Berfrois

Gaming in the Stream

Print


Super Mario 3D Land, Nintendo, 2011

From Kill Screen:

While Pirate Kart is easily dismissed as fringe—a group of “no-name” hobbyists plotting raids on normal people from an uncharted island of the internet—even Mario, gaming’s most well-recognized mascot, has been influenced by the structure of the ‘net. Where once we would find a set of lava levels, desert levels, ice levels, and so on, Super Mario 3D Land has shed any semblance of a world, instead taking place within the logic of the stream. There is no longer a bird’s-eye view of a world map. The level-select screen is arranged in a straight line that you scroll back and forth. The levels before and after have little in common with the one you are currently playing—except that you jump through them. It is like reading the front page of Reddit, where headlines are arranged arbitrarily by votes; or a Twitter feed; or playing Pirate Kart.
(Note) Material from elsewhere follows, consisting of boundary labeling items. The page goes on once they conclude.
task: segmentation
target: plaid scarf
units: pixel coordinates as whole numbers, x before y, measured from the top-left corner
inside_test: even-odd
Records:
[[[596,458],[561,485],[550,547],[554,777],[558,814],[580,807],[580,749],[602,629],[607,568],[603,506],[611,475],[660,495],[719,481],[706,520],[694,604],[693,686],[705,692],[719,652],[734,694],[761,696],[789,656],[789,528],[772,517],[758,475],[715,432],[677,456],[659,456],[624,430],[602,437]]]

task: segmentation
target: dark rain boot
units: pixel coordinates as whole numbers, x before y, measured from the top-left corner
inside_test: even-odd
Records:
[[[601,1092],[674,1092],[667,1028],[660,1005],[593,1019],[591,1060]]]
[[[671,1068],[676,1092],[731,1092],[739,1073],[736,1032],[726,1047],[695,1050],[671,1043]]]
The levels are spontaneous and extremely brief, a combination that ensures I will stay glued to my 3DS until its batteries run out, no matter how often it warns me that I may be doing damage to my eyes—even though I am left afterwards with only a vague recollection of what I have been doing.

It’s as if the stream—this never-ending current of information, which lets us feel that we are a part of something else, even when we are doing something presently, and that reminds us that the world is moving with incremental ticks—is now needed to distract us from games, the things that distract us from life.

The reason why none of this bothers me—that the stream is corrupting thought, that I need to be distracted from my own distractions, and that one day all big-budget games may be a small version of Facebook—is, unfortunately, a crass one: I like it. I like when images flit before my eyes and quickly fade away. I like the rush of nervous energy that comes from short bursts of wildly varied content, because I don’t have the patience to sit through 15 hours to get to the good part. I like when a game acknowledges that it is a part of a greater world around it, occasionally commenting on it, even having me interact with it, instead of creating a massive, digital world for me to lose myself in. I like gaming in the stream.